Any use case of normal bitwise operators that involves not, really, e.g. you can do x and (not 0b01010101'bi) to only keep the 0th, 2nd, 4th and 6th bit of x.

And why treating them as if they were represented using 2's complement? Is it just because the standard representation for signed integers in fixed size int?

Because it's how fixed size integers are represented and it's how at least I would expect it to work. This is also what all the other bigint libraries (that I'm aware of) do.

Just do bitwise operation as is doesn't work?

Sorry, I don't know what you mean by this.

demotomohiro commented 2 years ago

Why is bitwise operators for negative numbers needed? Is there any use case?

Any use case of normal bitwise operators that involves not, really, e.g. you can do x and (not 0b01010101'bi) to only keep the 0th, 2nd, 4th and 6th bit of x.

I read https://github.com/nim-lang/bigints/pull/111, and it seems treating negative numbers as if they were represented using 2's complement requires allocating temporary BigInt and copying arguments. This andNot function can do x and (not 0b01010101'bi) without allocating temporary BitInt.

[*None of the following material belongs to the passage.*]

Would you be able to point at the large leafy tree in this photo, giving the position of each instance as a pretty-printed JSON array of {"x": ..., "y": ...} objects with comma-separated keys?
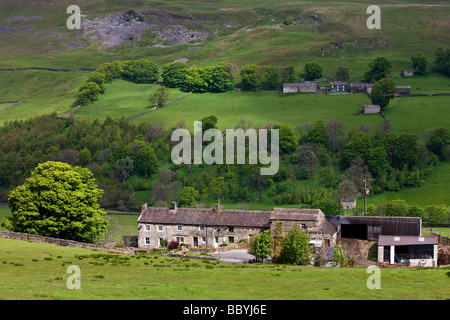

func bitwiseAndNot(a: var BigInt, b, c: BigInt) =
  a.limbs.setLen(b.limbs.len)
  let m = min(b.limbs.len, c.limbs.len)
  for i in 0 ..< m:
    a.limbs[i] = b.limbs[i] and (not c.limbs[i])

  if b.limbs.len > c.limbs.len:
    for i in m ..< b.limbs.len:
      a.limbs[i] = b.limbs[i]

func andNot*(a, b: BigInt): BigInt =
  ## Bitwise `a and (not b)`
  assert (not a.isNegative) and (not b.isNegative)
  bitwiseAndNot(result, a, b)
  normalize(result)

Just do bitwise operation as is doesn't work?

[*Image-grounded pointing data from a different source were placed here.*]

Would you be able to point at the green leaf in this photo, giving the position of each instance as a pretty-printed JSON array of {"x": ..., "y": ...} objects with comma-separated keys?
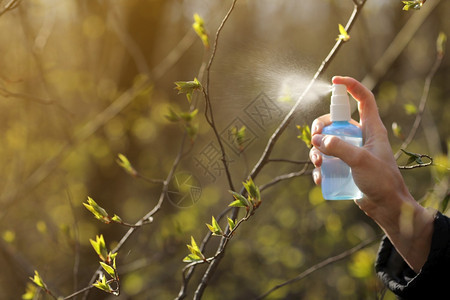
[
  {"x": 188, "y": 87},
  {"x": 252, "y": 189},
  {"x": 416, "y": 4},
  {"x": 30, "y": 292},
  {"x": 102, "y": 285},
  {"x": 96, "y": 210},
  {"x": 195, "y": 251},
  {"x": 199, "y": 28},
  {"x": 100, "y": 247},
  {"x": 110, "y": 270},
  {"x": 305, "y": 134},
  {"x": 38, "y": 280},
  {"x": 343, "y": 35},
  {"x": 214, "y": 227},
  {"x": 192, "y": 258},
  {"x": 239, "y": 136},
  {"x": 410, "y": 108},
  {"x": 188, "y": 116},
  {"x": 397, "y": 130},
  {"x": 444, "y": 203},
  {"x": 126, "y": 165},
  {"x": 240, "y": 201},
  {"x": 172, "y": 116},
  {"x": 231, "y": 224},
  {"x": 440, "y": 43},
  {"x": 116, "y": 219}
]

Sorry, I don't know what you mean by this.

I thought about doing bitwise operation to negative numbers in the same way as positive numbers. But it doesn't work for your case.

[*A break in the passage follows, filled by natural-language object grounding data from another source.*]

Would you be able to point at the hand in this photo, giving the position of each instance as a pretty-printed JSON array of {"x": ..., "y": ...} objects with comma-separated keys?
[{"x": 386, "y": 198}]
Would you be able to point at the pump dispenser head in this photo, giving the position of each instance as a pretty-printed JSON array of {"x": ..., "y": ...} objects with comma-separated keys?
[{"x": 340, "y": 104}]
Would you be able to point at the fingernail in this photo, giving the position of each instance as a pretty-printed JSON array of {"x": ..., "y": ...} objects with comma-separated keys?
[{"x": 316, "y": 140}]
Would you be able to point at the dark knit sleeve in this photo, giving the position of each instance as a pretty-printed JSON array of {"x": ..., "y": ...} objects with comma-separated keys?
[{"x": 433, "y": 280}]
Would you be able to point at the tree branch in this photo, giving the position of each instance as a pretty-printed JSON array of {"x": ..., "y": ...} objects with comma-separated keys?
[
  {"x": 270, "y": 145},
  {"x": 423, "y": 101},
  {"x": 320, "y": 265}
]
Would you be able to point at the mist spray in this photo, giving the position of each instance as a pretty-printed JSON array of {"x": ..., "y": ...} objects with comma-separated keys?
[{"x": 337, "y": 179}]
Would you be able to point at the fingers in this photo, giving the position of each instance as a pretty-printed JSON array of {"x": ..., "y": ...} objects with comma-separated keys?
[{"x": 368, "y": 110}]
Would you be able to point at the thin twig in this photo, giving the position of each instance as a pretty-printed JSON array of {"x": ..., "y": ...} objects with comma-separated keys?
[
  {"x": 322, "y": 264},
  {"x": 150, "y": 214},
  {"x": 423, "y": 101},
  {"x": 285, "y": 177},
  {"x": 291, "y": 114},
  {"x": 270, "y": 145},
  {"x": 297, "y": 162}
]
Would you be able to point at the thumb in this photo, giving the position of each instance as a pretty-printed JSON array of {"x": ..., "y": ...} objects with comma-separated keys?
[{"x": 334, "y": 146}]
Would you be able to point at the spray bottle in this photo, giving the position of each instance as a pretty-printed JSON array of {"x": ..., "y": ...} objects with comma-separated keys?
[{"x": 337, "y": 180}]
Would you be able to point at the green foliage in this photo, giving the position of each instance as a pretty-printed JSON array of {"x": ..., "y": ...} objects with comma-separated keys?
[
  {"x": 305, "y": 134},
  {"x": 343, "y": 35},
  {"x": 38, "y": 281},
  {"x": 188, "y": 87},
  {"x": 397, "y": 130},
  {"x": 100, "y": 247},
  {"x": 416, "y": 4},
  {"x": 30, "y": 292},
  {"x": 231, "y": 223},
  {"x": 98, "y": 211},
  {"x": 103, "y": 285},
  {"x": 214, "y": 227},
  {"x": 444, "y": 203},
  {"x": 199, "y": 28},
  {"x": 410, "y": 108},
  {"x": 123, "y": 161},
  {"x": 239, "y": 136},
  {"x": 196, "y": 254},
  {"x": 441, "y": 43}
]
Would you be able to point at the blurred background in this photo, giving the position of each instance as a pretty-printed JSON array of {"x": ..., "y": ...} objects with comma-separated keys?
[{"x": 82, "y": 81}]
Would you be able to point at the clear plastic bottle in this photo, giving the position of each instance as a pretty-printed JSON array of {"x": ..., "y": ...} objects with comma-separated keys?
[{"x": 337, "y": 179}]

dlesnoff commented 2 years ago

we are not going to write every pair of operators just to avoid temporary allocation : andNot, notAnd, andXor, etc ... This shows that it is possible to avoid allocation for this special case, but can you do it generically ?

demotomohiro commented 2 years ago

I think using ones' complement instead of two's complement can avoid allocation. Ones' complement just inverts bits when it is negative. When negative number is not directly used for bit operation, result of ones' complement and two's complement are same. But when negative number is used, result of them is not same.

For example:

import bigints

let a = 0b001111'bi
echo a and not (0b010101'bi)
echo a and not (0b101010'bi)
echo a and -1'bi
echo a and -2'bi
echo a and -3'bi

Output when two's complement is used:

10
5
15
14
13

Output when ones' complement is used:

10
5
14
13
12

But GMP uses two's complement for bit operations. Ones' complement might be counterintuitive for users as almost all modern CPU uses two's complement.

konsumlamm commented 2 years ago

I think using ones' complement instead of two's complement can avoid allocation.

Sure, you could, but that would be inconsistent with how normal integers work. Another problem would be that "all 1s" is then "-0", which is currently handled as being equal to 0 (which is "all 0s").

But GMP uses two's complement for bit operations. Ones' complement might be counterintuitive for users as almost all modern CPU uses two's complement.

Not only GMP, but also the standard bigint implementations for Rust, Java, Python, D, Go, etc.

dlesnoff commented 2 years ago

Please make a distinction between the result we want and the implementation we use. According to the gmp manual : « functions behave as if twos complement arithmetic were used (although sign-magnitude is the actual implementation). » See https://gmplib.org/manual/Integer-Logic-and-Bit-Fiddling https://gmplib.org/repo/gmp-6.2/file/tip/mpz/xor.c https://gmplib.org/repo/gmp-6.2/file/tip/mpz/ior.c https://gmplib.org/repo/gmp-6.2/file/tip/mpz/neg.c You can especially look at the comments of the and function : https://gmplib.org/repo/gmp-6.2/file/tip/mpz/and.c

If we can use another representation to avoid allocation while outputting the correct result, at least for certain cases, why not ? If not, let us just validate this PR.